Cantautore, polistrumentista e artista multiplatino, per Gabbani si tratta della prima esperienza in assoluto nelle vesti di giudice all’interno delle peculiari dinamiche di un talent show televisivo. Un volto nuovo a cui Sky, per omaggiare il battesimo sulla prestigiosa sedia di giuria, ha dedicato uno speciale dal titolo “Gabbani, Vanoni, la musica”. Focus in cui oltre alla biografia dell’artista si ripercorre anche l’amicizia che lo lega a Ornella Vanoni, vincolo amicale solido e sigillato nelle note del brano “Un sorriso dentro al pianto” (2021) musicato da Gabbani per la cantante milanese.

Il nuovo X Factor
Lo show ha preso ufficialmente il via con la fase delle Audizioni, alle quali seguiranno poi come di consuetudine Boot Camp (dove secondo il nuovo regolamento i concorrenti dovranno necessariamente raccogliere di nuovo 4 sì per avere il via a procedere) e Home Visit (mutati in Last Call con sedie e switch). Infine, il Live Show. Anche quest’anno ogni giudice avrà un “X Pass” jolly da giocarsi per un concorrente speciale su cui puntare. L’occhio esperto e il bagaglio musicale peculiare di ogni giudice sarà poi il tassello creativo che arriverà a plasmare la rosa dei concorrenti di quest’anno.
Nella scorsa edizione a governare la finale è stata la voce stentorea della giovanissima e talentuosa Mimì, all’anagrafe Aminata Caruso, in squadra con Manuel Agnelli. Solo nei prossimi mesi scopriremo quale tratto e personalità artistiche andranno poi a dominare il palco e la scena di questo show sempre molto seguito. Una vetrina di vecchia e nuova musica, in un mix di tante belle cover e qualche brillante inedito. E lì dove il format sembrava aver perso un po’ di smalto, sembra ora aver ritrovato la consueta verve, grazie ad alcuni strategici e necessari cambi di rotta.
Il mood della prima puntata segna la via?
In avvio di puntata numero uno Francesco Gabbani si è presentato al tavolo della cena giudici – stesso locale e stesso menù dello scorso anno per volere scaramantico di Jake La Furia – elegante, composto, ma apparentemente determinato a far valere la propria voce. Sulla sedia di giuria ha dato poi un assaggio di quello che sarà il metro di giudizio, e il mood, che andranno a governare la sua esperienza. Come d’altronde hanno fatto anche gli altri giudici. E se il sempre apprezzato Achille Lauro dall’aplomb aristocratico si è autoproclamato “aizzatore” di pubblico, Gabbani ha movimentato la serata con la sua ironia spiazzante ricca di battute e freddure. Ai posti centrali, invece, Paola Iezzi è intervenuta con la sua solita leggera schiettezza e in linea con i commenti veraci di un Jack La Furia sempre sul pezzo.

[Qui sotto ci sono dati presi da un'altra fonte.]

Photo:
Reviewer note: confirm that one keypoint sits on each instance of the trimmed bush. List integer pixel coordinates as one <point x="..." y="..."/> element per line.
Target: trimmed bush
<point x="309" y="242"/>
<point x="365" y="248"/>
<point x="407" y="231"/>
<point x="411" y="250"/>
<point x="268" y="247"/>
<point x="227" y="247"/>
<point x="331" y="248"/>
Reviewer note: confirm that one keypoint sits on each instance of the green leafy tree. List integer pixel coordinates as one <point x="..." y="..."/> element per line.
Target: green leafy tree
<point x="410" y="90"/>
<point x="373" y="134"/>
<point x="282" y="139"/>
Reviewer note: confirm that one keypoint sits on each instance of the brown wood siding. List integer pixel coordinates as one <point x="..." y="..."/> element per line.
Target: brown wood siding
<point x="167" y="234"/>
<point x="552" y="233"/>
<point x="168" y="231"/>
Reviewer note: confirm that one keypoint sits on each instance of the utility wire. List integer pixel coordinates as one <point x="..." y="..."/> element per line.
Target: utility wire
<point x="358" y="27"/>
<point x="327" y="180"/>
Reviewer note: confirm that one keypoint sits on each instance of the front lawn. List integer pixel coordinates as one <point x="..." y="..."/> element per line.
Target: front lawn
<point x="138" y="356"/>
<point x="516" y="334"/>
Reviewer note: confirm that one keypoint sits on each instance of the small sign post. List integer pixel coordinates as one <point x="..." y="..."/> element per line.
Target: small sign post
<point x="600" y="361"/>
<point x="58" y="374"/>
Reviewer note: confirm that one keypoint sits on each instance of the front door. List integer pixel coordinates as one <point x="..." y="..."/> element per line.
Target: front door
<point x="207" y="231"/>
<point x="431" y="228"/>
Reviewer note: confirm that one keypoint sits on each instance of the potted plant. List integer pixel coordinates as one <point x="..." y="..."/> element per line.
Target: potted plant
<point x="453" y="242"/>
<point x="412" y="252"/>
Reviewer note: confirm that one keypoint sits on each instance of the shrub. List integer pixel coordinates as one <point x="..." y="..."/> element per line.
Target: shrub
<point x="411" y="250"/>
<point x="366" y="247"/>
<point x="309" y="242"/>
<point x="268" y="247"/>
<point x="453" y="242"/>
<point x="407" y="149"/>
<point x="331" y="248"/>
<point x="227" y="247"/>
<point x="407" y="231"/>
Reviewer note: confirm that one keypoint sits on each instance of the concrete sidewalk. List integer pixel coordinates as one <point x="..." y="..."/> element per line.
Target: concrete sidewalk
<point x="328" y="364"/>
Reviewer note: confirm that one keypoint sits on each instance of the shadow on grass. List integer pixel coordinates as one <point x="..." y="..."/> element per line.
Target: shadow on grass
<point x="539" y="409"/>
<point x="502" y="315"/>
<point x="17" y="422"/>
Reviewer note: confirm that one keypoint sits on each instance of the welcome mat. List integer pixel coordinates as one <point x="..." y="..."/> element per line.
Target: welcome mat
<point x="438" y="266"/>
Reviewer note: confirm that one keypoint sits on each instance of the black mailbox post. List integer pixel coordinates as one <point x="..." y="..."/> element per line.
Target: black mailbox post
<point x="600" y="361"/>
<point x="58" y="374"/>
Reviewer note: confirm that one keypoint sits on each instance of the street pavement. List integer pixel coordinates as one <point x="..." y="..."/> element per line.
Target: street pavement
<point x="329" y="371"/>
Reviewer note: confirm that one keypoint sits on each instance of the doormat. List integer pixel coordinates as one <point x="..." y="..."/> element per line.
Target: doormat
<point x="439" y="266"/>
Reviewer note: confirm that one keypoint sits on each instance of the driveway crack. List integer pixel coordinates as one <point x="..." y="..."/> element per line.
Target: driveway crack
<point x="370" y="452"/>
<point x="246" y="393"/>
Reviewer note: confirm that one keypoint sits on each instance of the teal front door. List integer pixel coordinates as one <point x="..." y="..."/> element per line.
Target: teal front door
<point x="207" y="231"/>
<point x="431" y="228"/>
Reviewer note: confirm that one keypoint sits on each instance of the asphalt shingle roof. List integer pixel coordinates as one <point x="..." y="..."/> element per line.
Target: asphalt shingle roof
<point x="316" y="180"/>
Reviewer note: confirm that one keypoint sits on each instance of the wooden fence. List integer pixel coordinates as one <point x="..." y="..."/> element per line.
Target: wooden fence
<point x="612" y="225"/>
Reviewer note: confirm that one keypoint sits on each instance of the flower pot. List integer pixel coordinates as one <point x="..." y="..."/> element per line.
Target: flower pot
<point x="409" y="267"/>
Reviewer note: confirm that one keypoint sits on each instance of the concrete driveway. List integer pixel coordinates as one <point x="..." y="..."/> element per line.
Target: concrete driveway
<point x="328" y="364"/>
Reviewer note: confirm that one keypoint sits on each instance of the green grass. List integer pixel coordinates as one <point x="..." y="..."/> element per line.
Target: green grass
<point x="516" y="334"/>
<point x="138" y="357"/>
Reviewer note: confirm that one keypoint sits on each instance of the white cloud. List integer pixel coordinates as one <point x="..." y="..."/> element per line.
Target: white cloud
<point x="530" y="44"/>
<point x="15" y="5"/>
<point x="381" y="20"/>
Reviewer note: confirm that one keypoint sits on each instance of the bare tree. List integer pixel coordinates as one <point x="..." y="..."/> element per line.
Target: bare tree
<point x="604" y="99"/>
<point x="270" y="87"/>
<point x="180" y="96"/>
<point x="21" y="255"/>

Talenti e (piccole) polemiche
Non sono mancati i talenti in grado di far esplodere il tanto ricercato fattore X, e nemmeno le esibizioni in grado di raccogliere i fatidici 4 sì. Così come non sono mancati gli attimi iconici, tipo il talento (incompreso) autore dell’inno per la squadra calcio Alviano “Con te Alviano”, accompagnato in trasmissione dall’intera squadra. Altro momento cult quello dell’ingegnere elettronico in arte Alter Anima, autore di un sorprendente tormentone disco già diventato hit virale sul web.
Come da copione, si sono intravisti anche i primi contrasti e polemiche soft, in particolare tra Iezzi e Gabbani sui cosiddetti “svisi”, ovvero la possibilità o meno di variare brani celebri per adattarli al contesto e all’interprete. Per ora i due giudici sembrano in deciso contrasto su questo punto, ma cosa accadrà poi quando i team saranno finalizzati e la strategia di gioco prenderà il sopravvento? Basterà restare sintonizzati il giovedì sera su Sky Uno per scoprirlo, in attesa della finalissima prevista per giovedì 4 dicembre 2025, sempre in Piazza del Plebiscito a Napoli.